A Portrait of a Vase Seller

I was only a boy when my grandmother first told me that the house was haunted by demons. They were like rats breeding in the cistern of our flooded cellar and at night you could hear them creaking the foundations and rattling the floorboards from below until it finally roused my grandfather from his sleep and he got up, grabbed a belt, cane, whatever he could find, unlocked the door at the end of the hall, and descended down into the darkness to silence them. He always returned battle-worn and carrying a sack of something horribly pungent over his shoulder. He wasn't the kind to talk about it.

I never would have imagined it was a vase.

They didn't keep any in the house but my grandmother had a collection at her flower shop. She told me that every time he managed to catch one of the demons he would seal it within the clay of a hand-crafted vase so that it would no longer be able to terrorize the cellar.

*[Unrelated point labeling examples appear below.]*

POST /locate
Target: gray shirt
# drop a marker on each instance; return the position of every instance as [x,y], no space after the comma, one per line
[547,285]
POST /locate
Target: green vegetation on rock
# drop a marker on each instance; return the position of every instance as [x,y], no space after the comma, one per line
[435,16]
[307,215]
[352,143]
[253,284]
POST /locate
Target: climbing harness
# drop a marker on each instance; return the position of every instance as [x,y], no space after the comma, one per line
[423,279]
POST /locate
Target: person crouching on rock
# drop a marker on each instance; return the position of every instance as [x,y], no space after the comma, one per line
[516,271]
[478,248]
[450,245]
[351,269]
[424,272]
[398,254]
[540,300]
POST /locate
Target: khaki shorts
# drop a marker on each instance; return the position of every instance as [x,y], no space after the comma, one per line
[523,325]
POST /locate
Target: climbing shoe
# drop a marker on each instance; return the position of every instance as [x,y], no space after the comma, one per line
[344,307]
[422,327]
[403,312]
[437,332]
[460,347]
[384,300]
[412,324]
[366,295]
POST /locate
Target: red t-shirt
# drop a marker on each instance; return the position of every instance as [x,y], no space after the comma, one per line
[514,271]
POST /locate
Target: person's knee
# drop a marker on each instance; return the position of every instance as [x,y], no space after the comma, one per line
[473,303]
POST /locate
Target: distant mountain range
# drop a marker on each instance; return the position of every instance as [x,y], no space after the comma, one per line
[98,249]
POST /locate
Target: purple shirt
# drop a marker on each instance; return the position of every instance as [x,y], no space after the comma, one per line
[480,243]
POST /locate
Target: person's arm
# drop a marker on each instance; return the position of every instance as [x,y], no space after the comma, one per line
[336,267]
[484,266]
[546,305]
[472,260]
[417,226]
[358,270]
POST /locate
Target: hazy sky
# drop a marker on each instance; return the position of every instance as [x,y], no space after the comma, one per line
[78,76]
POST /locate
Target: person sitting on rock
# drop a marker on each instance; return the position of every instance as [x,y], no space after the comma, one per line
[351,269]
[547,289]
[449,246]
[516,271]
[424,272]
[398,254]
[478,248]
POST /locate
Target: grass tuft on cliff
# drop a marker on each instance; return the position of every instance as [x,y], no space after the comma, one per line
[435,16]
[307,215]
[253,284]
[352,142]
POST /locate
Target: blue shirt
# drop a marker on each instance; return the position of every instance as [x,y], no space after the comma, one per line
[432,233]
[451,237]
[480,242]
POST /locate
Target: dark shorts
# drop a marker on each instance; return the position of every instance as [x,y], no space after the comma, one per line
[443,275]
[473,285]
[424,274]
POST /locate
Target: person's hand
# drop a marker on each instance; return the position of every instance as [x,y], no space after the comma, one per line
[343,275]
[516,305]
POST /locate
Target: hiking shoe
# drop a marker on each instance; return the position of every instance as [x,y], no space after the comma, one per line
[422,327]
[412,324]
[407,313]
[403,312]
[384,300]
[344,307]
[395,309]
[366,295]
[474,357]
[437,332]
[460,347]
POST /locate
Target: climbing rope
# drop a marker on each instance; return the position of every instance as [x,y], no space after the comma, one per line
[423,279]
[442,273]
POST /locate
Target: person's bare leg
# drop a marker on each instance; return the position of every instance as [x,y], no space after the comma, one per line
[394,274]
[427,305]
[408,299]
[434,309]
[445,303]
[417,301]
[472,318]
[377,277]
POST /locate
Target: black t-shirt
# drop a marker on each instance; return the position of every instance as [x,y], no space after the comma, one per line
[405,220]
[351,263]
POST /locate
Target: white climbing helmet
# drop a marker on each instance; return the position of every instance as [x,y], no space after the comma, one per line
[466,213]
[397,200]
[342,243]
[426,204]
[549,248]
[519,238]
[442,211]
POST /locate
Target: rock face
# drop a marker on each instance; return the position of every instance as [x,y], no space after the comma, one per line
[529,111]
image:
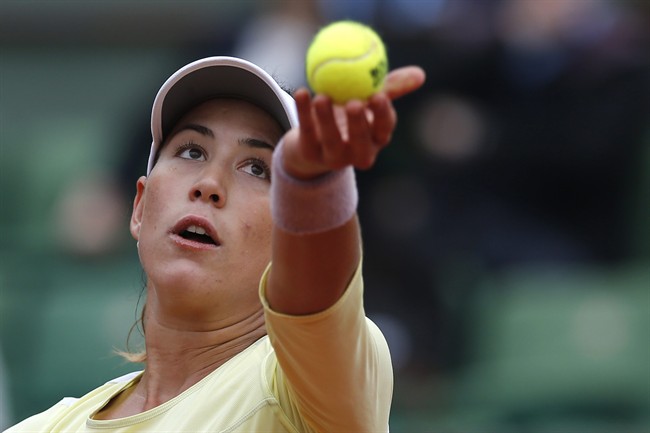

She'd take me to the market sometimes to look at vases and would point out which ones held demons and which ones didn't, saying that the chaos of its soul gave the vase a unique kind of luster. But to her, my grandfather's vases were particularly special. "I didn't mean to live in that sty," she once said, "but your grandfather's the type of man who's stubborn about parting with what's his and I had never met anyone whose vases so matched the flowers I grow."

She complained about the house all the time, the parts that were falling off, the fixtures that ceased to work, the many needed repairs that my grandfather was too busy working to keep up with, but somehow she put up with it. She even became less bothered by the possessions that were lost whenever the cellar flooded--"People lose things," she'd say. I remember how she hid her tears when I first left for college. She thought I wasn't watching.

I was working on my thesis when my grandfather passed away, failing to return from his venture into the cellar. My grandmother eventually moved out but she didn't live to see the place condemned. I was there when the wrecking ball came and smashed it down. A large crowd of people--people who had never stopped by during my grandparents' lifetimes--had showed up to watch the demolition. But the thing I'll never forget was when the foreman in charge walked through the wreckage to where the cellar had once been and remarked, "How could anyone have possibly lived here?"